Because some Application Software Suppliers utilize non-standard revocation mechanisms, CAs MUST, if requested by the Application Software Supplier and using a method of communication specified by the Application Software Vendor, notify the Application Software Supplier whenever the CA revokes a Code Signing Certificate because (i) the CA mis-issued the Certificate, (ii) the Certificate was used to sign Suspect Code, or (iii) there is a suspected or actual compromise of the Applicant’s or CA’s Private Key.
The CA SHALL maintain an online 24x7 Repository that application software can use to automatically check the current status of Code Signing and Timestamp Certificates issued by the CA.
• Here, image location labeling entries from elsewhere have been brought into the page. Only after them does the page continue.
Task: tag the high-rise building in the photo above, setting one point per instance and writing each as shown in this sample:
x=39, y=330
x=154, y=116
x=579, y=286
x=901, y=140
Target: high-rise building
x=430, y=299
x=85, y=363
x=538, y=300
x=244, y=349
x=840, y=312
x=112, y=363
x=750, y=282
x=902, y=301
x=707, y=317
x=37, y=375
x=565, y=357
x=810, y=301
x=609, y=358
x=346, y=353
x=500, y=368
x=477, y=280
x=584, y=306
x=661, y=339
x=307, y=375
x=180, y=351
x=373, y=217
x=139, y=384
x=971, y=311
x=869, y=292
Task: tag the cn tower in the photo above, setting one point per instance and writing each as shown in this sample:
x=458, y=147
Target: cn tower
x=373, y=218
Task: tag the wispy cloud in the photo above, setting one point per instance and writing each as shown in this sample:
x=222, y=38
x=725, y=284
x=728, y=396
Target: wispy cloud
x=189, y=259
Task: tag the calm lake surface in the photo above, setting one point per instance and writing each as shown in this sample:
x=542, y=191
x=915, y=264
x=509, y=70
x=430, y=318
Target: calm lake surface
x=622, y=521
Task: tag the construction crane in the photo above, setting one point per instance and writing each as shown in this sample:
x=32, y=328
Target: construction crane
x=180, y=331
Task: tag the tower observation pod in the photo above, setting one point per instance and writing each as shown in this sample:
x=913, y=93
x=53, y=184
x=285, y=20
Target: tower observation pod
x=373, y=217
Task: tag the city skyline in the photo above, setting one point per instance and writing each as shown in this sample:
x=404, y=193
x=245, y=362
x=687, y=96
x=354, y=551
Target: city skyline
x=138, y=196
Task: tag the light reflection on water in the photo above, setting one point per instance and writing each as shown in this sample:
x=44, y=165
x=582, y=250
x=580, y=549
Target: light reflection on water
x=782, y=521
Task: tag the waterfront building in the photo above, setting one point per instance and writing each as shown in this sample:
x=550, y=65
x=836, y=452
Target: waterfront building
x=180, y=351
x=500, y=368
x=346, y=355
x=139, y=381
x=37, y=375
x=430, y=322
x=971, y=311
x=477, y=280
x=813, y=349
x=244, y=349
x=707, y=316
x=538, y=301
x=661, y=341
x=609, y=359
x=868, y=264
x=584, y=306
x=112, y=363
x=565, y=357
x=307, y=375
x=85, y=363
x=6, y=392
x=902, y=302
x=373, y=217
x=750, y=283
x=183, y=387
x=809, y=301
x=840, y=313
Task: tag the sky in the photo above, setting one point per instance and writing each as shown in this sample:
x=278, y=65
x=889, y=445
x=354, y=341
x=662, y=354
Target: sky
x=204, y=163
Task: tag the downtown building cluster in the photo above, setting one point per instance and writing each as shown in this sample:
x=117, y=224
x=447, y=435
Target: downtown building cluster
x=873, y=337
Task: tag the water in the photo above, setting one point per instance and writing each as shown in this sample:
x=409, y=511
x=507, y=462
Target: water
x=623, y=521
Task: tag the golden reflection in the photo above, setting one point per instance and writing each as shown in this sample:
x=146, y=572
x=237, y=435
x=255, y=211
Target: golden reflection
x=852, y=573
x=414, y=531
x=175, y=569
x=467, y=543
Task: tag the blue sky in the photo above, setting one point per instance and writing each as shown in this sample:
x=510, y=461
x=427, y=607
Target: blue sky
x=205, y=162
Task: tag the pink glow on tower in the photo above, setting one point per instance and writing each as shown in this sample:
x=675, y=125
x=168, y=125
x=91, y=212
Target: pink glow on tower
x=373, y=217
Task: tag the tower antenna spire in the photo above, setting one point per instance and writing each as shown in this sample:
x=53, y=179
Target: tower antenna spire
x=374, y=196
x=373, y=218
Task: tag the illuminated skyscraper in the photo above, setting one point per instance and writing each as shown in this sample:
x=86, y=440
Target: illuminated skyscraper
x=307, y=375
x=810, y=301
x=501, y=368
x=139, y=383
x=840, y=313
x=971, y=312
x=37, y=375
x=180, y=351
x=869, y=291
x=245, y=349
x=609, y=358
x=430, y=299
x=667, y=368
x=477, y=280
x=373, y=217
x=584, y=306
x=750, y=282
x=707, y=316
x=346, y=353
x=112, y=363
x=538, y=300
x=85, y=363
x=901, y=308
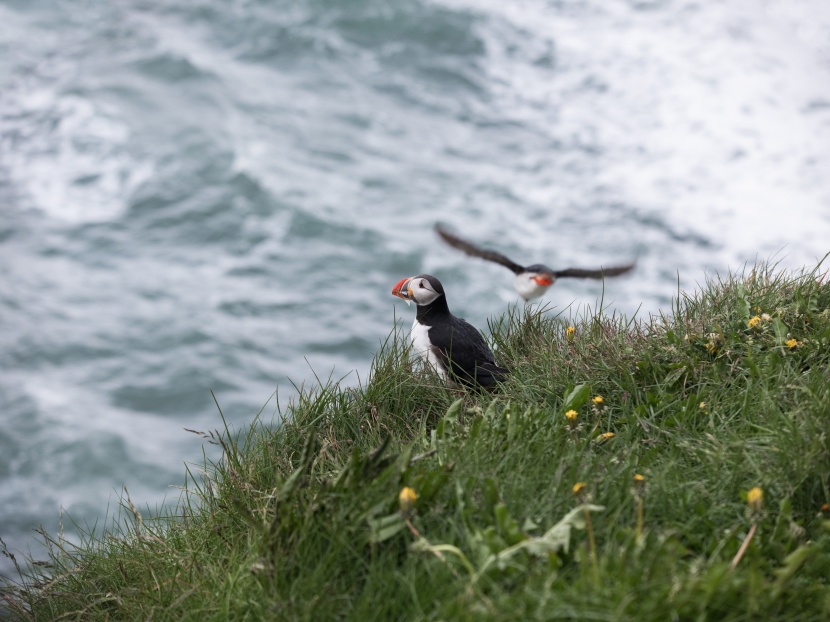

For the status of Code Signing Certificates:
1. If the CA publishes a CRL, then the CA SHALL update and reissue CRLs at least once every seven days, and the value of the nextUpdate field MUST NOT be more than ten days beyond the value of the thisUpdate field; and
2. The CA SHALL update information provided via an Online Certificate Status Protocol at least every four days. OCSP responses from this service MUST have a maximum expiration time of ten days.
For the status of Timestamp Certificates:
1. The CA SHALL update and reissue CRLs at least (i) once every twelve months and (ii) within 24 hours after revoking a Timestamp Certificate, and the value of the nextUpdate field MUST NOT be more than twelve months beyond the value of the thisUpdate field; and
2. The CA SHALL update information provided via an Online Certificate Status Protocol at least (i) every twelve months and (ii) within 24 hours after revoking a Subordinate CA Certificate.
The CA SHALL support an OCSP capability using the GET method for Certificates issued in accordance with these Requirements.